A foolish consistency is the hobgoblin of little minds, as we know. It would be foolish, for instance, to rely on your own experience when hiring law clerks. Just ask Antonin Scalia, a Supreme Court justice.
So here’s Scalia speaking to students at the American University Washington College of Law on April 24:
But then he turned to a discussion of the student’s chances of obtaining the ultimate credential in American law, a clerkship with a Supreme Court justice. Not good, he said.
“By and large,” he said, “I’m going to be picking from the law schools that basically are the hardest to get into. They admit the best and the brightest, and they may not teach very well, but you can’t make a sow’s ear out of a silk purse. If they come in the best and the brightest, they’re probably going to leave the best and the brightest, O.K.?”

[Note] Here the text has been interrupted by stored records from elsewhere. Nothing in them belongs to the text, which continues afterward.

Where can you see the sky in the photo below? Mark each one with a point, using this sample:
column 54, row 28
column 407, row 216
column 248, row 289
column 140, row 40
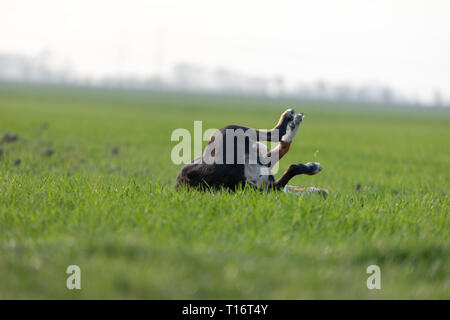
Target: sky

And here’s Scalia, still speaking to students at the American University Washington College of Law on April 24:
“One of my former clerks whom I am the most proud of now sits on the Sixth Circuit Court of Appeals” in Cincinnati, the justice said, referring to Judge Jeffrey S. Sutton. But Justice Scalia explained that Mr. Sutton had been hired by Justice Lewis F. Powell Jr. after his retirement and then helped out in Justice Scalia’s chambers.
“I wouldn’t have hired Jeff Sutton,” Justice Scalia said. “For God’s sake, he went to Ohio State! And he’s one of the very best law clerks I ever had.”
Before leaving this discussion of the Supreme Court’s jester, I’ll point out that “the best and the brightest” described, in David Halberstam’s book of that name, the moral midgets from Harvard and Yale who lied us into the Vietnam War.